The independence referendum will take place on September 18 next year.
The proposed Independence Day of Thursday March 24 2016 would follow the dissolution of the current Scottish Parliament.
March 24 is the anniversary of both the Union of the Crowns in 1603 and of the signing of the Acts of Union in 1707.
The 170,000-word white paper will be available from Tuesday in hard copy and e-book form. The Scottish Government said it wants as many households in Scotland as possible to have a copy.
Ms Sturgeon said: "This guide to an independent Scotland will be the most comprehensive and detailed blueprint of its kind ever published, not just for Scotland but for any prospective independent country.
"It is a landmark document which sets out the economic, social and democratic case for independence.
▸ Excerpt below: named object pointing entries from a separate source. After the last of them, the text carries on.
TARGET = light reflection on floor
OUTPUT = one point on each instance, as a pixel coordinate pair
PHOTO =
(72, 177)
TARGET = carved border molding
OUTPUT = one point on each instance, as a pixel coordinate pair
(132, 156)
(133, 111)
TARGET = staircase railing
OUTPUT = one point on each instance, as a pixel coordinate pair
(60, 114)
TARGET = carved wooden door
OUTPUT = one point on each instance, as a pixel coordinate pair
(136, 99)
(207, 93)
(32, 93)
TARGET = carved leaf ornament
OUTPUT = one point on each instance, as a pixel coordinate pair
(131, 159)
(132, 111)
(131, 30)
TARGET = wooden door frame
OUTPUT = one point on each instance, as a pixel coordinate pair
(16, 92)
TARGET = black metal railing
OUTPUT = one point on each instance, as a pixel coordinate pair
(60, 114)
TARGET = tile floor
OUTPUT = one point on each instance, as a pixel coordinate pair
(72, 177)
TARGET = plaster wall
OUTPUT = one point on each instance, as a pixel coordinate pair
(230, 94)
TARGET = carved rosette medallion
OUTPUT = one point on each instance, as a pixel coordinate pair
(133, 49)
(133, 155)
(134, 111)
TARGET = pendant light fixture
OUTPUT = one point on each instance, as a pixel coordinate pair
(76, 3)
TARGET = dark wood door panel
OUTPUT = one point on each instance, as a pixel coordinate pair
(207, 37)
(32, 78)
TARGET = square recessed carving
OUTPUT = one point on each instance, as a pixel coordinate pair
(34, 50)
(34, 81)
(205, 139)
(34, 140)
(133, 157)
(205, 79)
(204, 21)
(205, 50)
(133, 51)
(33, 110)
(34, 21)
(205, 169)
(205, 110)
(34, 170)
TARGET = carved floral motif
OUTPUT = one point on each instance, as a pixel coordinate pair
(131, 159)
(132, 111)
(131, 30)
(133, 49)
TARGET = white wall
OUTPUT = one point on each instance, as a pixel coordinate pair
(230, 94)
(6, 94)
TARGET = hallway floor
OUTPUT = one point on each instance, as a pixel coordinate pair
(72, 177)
"It demonstrates Scotland's financial strengths and details how we will become independent - the negotiations, preparations and agreements that will be required in the transition period from a vote for independence in September next year to our proposed Independence Day of 24th March 2016 and in time for the first elections to an independent Scottish Parliament in May of that year."
Asked about plans for a currency union on the BBC's Sunday Politics Scotland, Ms Sturgeon said: "My point is that we will be in a currency union because it's in the best interests of Scotland and the best interests of the UK."
She said Scottish ministers do not favour going into the euro and stressed that an independent Scotland could not be forced to join that currency.
SNP MP Stewart Hosie, the party's Treasury spokesman in Westminster, said that refusing to allow Scotland to use sterling would "shred" the currency.
He told Pienaar's Politics on BBC Radio 5 Live: "The UK, or sterling zone, balance of trade deficit right now is £35 billion a year. Scottish oil and gas exports are £30 billion.
"That would effectively double the sterling zone trade imbalance and shred the currency. That would be really silly."
A Scottish Government spokeswoman said: "As the Fiscal Commission Working Group - which includes two Nobel Prize winners - has made clear, it is in the best interests of the rest of the UK for Scotland to retain sterling, in a currency union.
"In part due to the valuable contribution Scotland makes to sterling and the UK's balance of payments but also in the interests of businesses in the rest of the UK for whom Scotland is their second largest export market.
"With independence Scotland will have the full range of economic tools we need to target all of our efforts and resources at increasing investment, boosting long term job opportunities and creating a more prosperous Scotland."